Thorax. 1993 Oct;48(10):985-9. doi: 10.1136/thx.48.10.985.
Concentrations of glutathione, a ubiquitous tripeptide with immune enhancing and antioxidant properties, are decreased in the blood and lung epithelial lining fluid of human immunodeficiency virus (HIV) seropositive individuals. Since the lung is the most common site of infection in those who progress to AIDS it is rational to consider whether it is possible to safely augment glutathione levels in the epithelial lining fluid of HIV seropositive individuals, thus potentially improving local host defence.
Purified reduced glutathione was delivered by aerosol to HIV seropositive individuals (n = 14) and the glutathione levels in lung epithelial lining fluid were compared before and at one, two, and three hours after aerosol administration.
Before treatment total glutathione concentrations in the epithelial lining fluid were approximately 60% of controls. After three days of twice daily doses each of 600 mg reduced glutathione, total glutathione levels in the epithelial lining fluid increased and remained in the normal range for at least three hours after treatment. Strikingly, even though > 95% of the glutathione in the aerosol was in its reduced form, the percentage of oxidised glutathione in epithelial lining fluid increased from 5% before treatment to about 40% three hours after treatment, probably reflecting the use of glutathione as an antioxidant in vivo.
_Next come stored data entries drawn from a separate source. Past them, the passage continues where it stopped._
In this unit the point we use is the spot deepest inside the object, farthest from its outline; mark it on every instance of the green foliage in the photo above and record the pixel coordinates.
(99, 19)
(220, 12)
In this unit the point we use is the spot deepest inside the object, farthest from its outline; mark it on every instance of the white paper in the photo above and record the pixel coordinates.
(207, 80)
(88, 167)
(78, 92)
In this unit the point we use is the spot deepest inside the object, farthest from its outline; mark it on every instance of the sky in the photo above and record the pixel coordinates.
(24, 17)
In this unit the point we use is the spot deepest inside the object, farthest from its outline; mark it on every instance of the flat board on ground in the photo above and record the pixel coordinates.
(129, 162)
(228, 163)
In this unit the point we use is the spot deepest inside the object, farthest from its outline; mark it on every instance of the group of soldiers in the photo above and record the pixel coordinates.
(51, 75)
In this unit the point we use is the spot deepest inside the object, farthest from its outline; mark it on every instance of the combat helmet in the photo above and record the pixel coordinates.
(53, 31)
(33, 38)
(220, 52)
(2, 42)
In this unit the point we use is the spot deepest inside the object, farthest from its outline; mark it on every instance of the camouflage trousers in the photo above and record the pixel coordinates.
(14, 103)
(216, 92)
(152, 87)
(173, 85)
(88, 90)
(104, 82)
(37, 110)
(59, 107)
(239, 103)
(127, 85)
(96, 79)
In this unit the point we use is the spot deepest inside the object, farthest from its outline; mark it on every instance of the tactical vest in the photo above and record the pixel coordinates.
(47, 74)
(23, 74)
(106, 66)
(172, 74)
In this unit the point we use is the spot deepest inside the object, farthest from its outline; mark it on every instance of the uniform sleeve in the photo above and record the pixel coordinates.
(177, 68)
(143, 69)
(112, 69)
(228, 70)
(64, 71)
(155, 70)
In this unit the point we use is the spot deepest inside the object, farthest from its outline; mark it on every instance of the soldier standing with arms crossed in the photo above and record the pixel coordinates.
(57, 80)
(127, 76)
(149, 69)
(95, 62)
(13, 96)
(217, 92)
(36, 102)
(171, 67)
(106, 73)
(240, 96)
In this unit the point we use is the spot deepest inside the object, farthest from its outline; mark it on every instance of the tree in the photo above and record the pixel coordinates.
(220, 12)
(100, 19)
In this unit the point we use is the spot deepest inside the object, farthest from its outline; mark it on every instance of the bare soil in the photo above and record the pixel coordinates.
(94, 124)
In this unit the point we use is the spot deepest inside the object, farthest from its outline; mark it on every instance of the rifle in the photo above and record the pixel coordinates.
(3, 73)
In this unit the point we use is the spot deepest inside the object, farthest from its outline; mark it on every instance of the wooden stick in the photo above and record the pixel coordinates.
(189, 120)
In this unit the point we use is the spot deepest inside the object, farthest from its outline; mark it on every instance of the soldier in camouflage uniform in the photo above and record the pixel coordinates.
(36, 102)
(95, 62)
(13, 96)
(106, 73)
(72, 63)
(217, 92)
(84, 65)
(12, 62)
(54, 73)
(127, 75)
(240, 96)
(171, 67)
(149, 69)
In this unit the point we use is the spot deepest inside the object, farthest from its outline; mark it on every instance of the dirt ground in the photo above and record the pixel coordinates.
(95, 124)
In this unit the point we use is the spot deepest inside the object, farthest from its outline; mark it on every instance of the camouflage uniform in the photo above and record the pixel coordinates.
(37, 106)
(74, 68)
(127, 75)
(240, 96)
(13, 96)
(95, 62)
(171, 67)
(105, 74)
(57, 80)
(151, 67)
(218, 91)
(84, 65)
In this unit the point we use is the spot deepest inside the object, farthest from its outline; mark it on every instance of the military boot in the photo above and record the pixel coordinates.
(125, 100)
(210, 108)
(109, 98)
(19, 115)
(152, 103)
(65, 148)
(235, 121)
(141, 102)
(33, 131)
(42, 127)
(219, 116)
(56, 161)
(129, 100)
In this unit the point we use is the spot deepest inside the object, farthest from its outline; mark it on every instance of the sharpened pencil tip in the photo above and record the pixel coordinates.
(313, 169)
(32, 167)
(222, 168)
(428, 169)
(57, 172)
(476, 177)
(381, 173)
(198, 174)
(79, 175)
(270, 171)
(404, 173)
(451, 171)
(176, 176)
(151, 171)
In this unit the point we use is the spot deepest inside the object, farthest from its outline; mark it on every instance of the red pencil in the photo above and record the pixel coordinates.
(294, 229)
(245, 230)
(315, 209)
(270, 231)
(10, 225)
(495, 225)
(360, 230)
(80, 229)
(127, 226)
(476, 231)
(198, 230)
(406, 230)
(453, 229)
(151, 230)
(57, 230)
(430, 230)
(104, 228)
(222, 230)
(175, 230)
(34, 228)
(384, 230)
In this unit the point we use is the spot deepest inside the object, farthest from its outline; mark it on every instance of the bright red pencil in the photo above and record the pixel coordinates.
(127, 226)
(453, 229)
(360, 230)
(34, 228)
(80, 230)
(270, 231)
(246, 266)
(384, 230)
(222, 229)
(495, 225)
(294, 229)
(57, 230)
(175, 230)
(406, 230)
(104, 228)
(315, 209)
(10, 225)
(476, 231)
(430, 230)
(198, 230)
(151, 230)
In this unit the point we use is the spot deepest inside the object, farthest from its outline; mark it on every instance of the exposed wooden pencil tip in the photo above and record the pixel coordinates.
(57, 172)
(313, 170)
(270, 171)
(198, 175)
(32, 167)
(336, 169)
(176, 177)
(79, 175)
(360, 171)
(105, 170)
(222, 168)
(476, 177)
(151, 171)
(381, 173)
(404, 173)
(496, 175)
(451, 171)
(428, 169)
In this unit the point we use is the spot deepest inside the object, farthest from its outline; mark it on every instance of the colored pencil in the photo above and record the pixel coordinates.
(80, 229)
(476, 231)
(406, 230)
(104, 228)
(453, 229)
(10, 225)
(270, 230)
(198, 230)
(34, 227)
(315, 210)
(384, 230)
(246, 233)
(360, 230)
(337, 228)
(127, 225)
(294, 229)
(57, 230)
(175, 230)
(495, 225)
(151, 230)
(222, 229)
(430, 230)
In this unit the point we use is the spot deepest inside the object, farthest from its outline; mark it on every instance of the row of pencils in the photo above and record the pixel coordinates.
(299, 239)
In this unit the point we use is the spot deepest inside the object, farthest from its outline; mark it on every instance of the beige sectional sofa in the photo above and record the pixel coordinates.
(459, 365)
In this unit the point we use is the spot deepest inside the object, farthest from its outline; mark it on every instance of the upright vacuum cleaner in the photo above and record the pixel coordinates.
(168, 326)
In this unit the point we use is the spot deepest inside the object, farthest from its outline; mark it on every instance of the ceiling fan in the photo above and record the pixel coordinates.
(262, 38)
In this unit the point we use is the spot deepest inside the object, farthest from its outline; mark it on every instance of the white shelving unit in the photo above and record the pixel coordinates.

No adverse effects were observed.
It is feasible and safe to use aerosolised reduced glutathione to augment the deficient glutathione levels of the lower respiratory tract of HIV seropositive individuals. It is rational to evaluate further the efficacy of this tripeptide in improving host defence in HIV seropositive individuals.
谷胱甘肽是一种普遍存在的具有免疫增强和抗氧化特性的三肽,在人类免疫缺陷病毒(HIV)血清阳性个体的血液和肺上皮衬液中浓度降低。由于肺部是那些进展为艾滋病患者最常见的感染部位,因此有理由考虑是否有可能安全地提高HIV血清阳性个体上皮衬液中的谷胱甘肽水平,从而潜在地改善局部宿主防御能力。
将纯化的还原型谷胱甘肽通过气雾剂给予HIV血清阳性个体(n = 14),并比较气雾剂给药前、给药后1小时、2小时和3小时肺上皮衬液中的谷胱甘肽水平。
治疗前,上皮衬液中的总谷胱甘肽浓度约为对照组的60%。每天两次给予600 mg还原型谷胱甘肽,连续三天后,上皮衬液中的总谷胱甘肽水平升高,治疗后至少三小时保持在正常范围内。引人注目的是,尽管气雾剂中> 95%的谷胱甘肽为还原形式,但上皮衬液中氧化型谷胱甘肽的百分比从治疗前的5%增加到治疗后三小时的约40%,这可能反映了谷胱甘肽在体内作为抗氧化剂的作用。未观察到不良反应。
使用雾化还原型谷胱甘肽来提高HIV血清阳性个体下呼吸道缺乏的谷胱甘肽水平是可行且安全的。进一步评估这种三肽在改善HIV血清阳性个体宿主防御方面的疗效是合理的。